Neighbors were friends and friends more like family. We talked about the important things, the everyday trials and joys of life. More importantly, though – we talked. Everyone knew everyone’s business, without the help of social media.Back then, discipline wasn’t a bad word. You were frightened to enter the principal’s office and twice as scared to go home when you messed up. Our parents and teachers disciplined us, not to punish us, but to shape us into better people and to teach us to work harder for the things we wanted. Sure, life wasn’t always easy but there was never a lack of love and support in our homes and in our schools. For generations, our parents and grandparents pulled together and did what was best for their families, their community, and for the future of Daniel Boone.

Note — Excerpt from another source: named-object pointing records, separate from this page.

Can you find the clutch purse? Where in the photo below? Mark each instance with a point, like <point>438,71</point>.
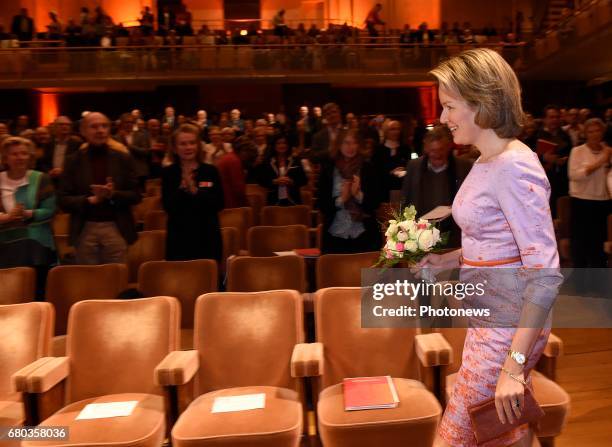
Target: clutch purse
<point>485,420</point>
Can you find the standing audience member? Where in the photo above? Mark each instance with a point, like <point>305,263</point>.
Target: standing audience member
<point>588,170</point>
<point>573,128</point>
<point>348,197</point>
<point>136,142</point>
<point>27,204</point>
<point>192,196</point>
<point>373,19</point>
<point>324,141</point>
<point>555,160</point>
<point>390,159</point>
<point>282,175</point>
<point>23,25</point>
<point>217,148</point>
<point>62,145</point>
<point>434,178</point>
<point>98,188</point>
<point>157,145</point>
<point>231,168</point>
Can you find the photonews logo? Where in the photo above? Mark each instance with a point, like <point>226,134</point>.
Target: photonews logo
<point>412,290</point>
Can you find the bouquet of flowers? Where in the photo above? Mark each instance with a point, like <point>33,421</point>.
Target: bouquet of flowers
<point>410,240</point>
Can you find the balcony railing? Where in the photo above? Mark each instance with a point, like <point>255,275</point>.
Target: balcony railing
<point>189,62</point>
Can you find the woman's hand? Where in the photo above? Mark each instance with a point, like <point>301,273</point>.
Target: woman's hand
<point>509,397</point>
<point>345,192</point>
<point>356,186</point>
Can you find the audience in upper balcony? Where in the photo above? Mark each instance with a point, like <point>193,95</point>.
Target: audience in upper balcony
<point>98,188</point>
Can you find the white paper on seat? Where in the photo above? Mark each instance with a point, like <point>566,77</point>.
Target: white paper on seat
<point>239,403</point>
<point>438,213</point>
<point>108,410</point>
<point>285,253</point>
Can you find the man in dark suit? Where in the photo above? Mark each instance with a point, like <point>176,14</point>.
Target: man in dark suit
<point>23,26</point>
<point>136,142</point>
<point>98,188</point>
<point>433,179</point>
<point>323,142</point>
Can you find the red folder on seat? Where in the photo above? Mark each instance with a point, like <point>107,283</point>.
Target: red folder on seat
<point>369,393</point>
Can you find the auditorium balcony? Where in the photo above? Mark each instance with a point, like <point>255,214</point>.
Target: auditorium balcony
<point>557,51</point>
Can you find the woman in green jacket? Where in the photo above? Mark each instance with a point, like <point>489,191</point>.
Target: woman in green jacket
<point>27,204</point>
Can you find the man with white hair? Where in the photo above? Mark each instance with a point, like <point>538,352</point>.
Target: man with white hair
<point>98,188</point>
<point>235,121</point>
<point>63,144</point>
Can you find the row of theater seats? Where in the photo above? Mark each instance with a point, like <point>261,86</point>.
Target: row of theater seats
<point>185,280</point>
<point>244,343</point>
<point>240,219</point>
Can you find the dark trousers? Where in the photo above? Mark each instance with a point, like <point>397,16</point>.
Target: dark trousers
<point>589,232</point>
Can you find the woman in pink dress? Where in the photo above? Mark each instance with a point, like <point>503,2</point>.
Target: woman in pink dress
<point>502,209</point>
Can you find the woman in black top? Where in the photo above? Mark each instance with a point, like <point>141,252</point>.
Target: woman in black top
<point>348,197</point>
<point>283,175</point>
<point>192,196</point>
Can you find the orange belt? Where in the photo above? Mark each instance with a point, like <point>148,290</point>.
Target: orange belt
<point>462,260</point>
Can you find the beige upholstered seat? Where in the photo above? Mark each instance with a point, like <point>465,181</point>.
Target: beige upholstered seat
<point>25,340</point>
<point>184,280</point>
<point>286,215</point>
<point>258,274</point>
<point>265,240</point>
<point>553,399</point>
<point>343,270</point>
<point>353,351</point>
<point>113,347</point>
<point>150,246</point>
<point>17,285</point>
<point>253,357</point>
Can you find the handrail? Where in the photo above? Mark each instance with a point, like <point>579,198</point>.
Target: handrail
<point>264,46</point>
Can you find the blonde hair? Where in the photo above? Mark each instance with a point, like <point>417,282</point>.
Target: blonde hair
<point>189,129</point>
<point>489,85</point>
<point>10,142</point>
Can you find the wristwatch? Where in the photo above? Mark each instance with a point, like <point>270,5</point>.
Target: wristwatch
<point>518,357</point>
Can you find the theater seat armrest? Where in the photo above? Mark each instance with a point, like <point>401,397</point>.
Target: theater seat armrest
<point>47,375</point>
<point>19,379</point>
<point>307,360</point>
<point>554,346</point>
<point>177,368</point>
<point>433,350</point>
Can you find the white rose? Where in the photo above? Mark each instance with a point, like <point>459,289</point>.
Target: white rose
<point>391,230</point>
<point>425,240</point>
<point>411,246</point>
<point>436,235</point>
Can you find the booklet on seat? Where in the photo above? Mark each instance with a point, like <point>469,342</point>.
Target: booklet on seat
<point>369,393</point>
<point>107,410</point>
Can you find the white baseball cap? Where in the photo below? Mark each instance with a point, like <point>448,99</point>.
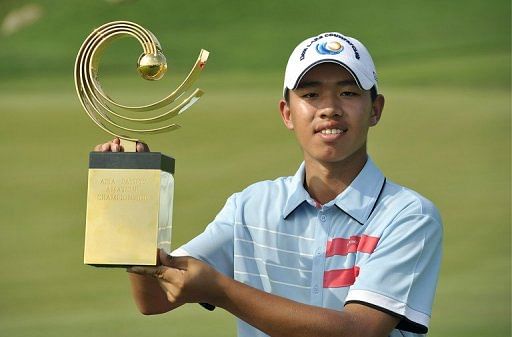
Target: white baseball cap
<point>331,47</point>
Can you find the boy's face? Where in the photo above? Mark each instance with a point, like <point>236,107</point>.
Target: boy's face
<point>331,115</point>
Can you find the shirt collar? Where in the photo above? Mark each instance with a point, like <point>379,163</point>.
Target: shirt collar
<point>357,200</point>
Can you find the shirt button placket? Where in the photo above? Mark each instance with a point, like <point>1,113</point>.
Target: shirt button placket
<point>319,260</point>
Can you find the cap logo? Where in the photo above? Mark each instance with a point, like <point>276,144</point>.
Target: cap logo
<point>329,48</point>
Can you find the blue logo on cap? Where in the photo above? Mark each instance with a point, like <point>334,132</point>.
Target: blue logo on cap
<point>329,48</point>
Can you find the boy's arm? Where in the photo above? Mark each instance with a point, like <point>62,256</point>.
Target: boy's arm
<point>187,280</point>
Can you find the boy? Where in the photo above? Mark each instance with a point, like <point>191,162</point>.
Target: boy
<point>336,250</point>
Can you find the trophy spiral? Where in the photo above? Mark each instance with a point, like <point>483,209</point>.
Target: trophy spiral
<point>104,111</point>
<point>130,194</point>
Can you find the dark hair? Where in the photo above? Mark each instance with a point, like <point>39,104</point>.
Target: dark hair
<point>373,94</point>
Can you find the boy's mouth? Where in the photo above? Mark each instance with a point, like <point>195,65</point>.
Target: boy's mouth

The Daniel Boone School District has been anything but simple or easy over the past few years. The district is involved in an unwelcome financial situation with a school board that seems to be apathetic towards the teachers, administration, and the community. Where is the compassion and cooperation we once knew? There are still folks who care about this area and the students who are educated in the Daniel Boone School District. Look no further than the rally to keep Birdsboro Elementary open, or the Angela Hohl blood drives where neighbors come out in droves to support the cause. Recently, graduates hosted a fundraiser for the daughter of a Daniel Boone alumnus who was diagnosed with Leukemia. The outpouring of love and support she received is a true testament to what Daniel Boone stands for. It warms my heart to see students, teachers, and community members working tirelessly to raise money for cancer patients at Relay for Life. You can feel the passion for our community at school board meetings where teachers and residents plead with school board members to keep important programs in our schools. Although times have changed, this is still a wonderful community to live in and a great place to raise a family. This town has given me so much over the years, including a core group of friends that are proud to be born-and-raised “Booneys.” With difficult times ahead, my hope is that we can return to the school district of years past. It means getting back to our roots – our hometown pride and responsibility for our families and our neighborhoods. It will require an investment in our children, by not only teachers and the school board, but also by parents at home.
We need to instill values and accountability in the younger generation, raising them to have compassion for other people and to give back to their community. Like country music artist Eric Church sings, “Give me back my hometown, cause this is our hometown.”